Take for example a relatively simple yet common situation. You’re working on your project’s trunk, and you decide that you need to create a branch and do some of your development with a bit more isolation, but you still want to track the trunk too. In the past, most folks would:
- Create the branch, probably using svn copy URL NEW-URL.
- Checkout a new working copy of the branch, yawning as all those files were transferred over the wire. (Skilled Subversioneers would short-cut this by making a local OS-level copy of their working copy directory and then using svn switch to make that copy track their new branch.)
- Start working on the branch.
- Occasionally synchronize the branch with any changes that occurred on the trunk, with any file deltas again being transferred across the wire.
Using sparse checkouts and the pristine storage sourcing improvements, things run similarly but without so much network traffic:
- Create the branch, probably using svn copy URL NEW-URL.
- Update to include the new branch in the sparsely populated working copy. The content of the new branch exactly matches that of the trunk, so no file content is transferred over the wire at all!
- Start working on the branch.
- Occasionally synchronize the branch with any changes that occurred on the trunk, though now with file deltas being transferred across the wire only for files changed on the branch.
Of course, Subversion still uses the same path-based approach to access privileges that it always has. It’s not the case that just because a user may be able to read a file’s contents on a given branch that he or she is now permitted to know that the same file exists in some other unreadable area of the repository. All I’ve done is help the client avoid re-fetching file content it already holds in the local pristine cache.

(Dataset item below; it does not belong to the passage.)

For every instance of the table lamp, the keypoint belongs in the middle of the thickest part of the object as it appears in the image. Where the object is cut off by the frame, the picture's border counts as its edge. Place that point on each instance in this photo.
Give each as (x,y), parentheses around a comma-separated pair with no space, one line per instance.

As the Apache Subversion community looks to begin winding down development activities on what will be Subversion 1.8, I’d encourage you to have a look around the project’s public-facing materials (such as our Roadmap page and the 1.8 Release Notes, both of which are works-in-progress) to see if there’s a feature or enhancement that interests you. Perhaps you could help us test out some of this new stuff and ensure that when it does see the light of day in an official release, it’s the best it can be.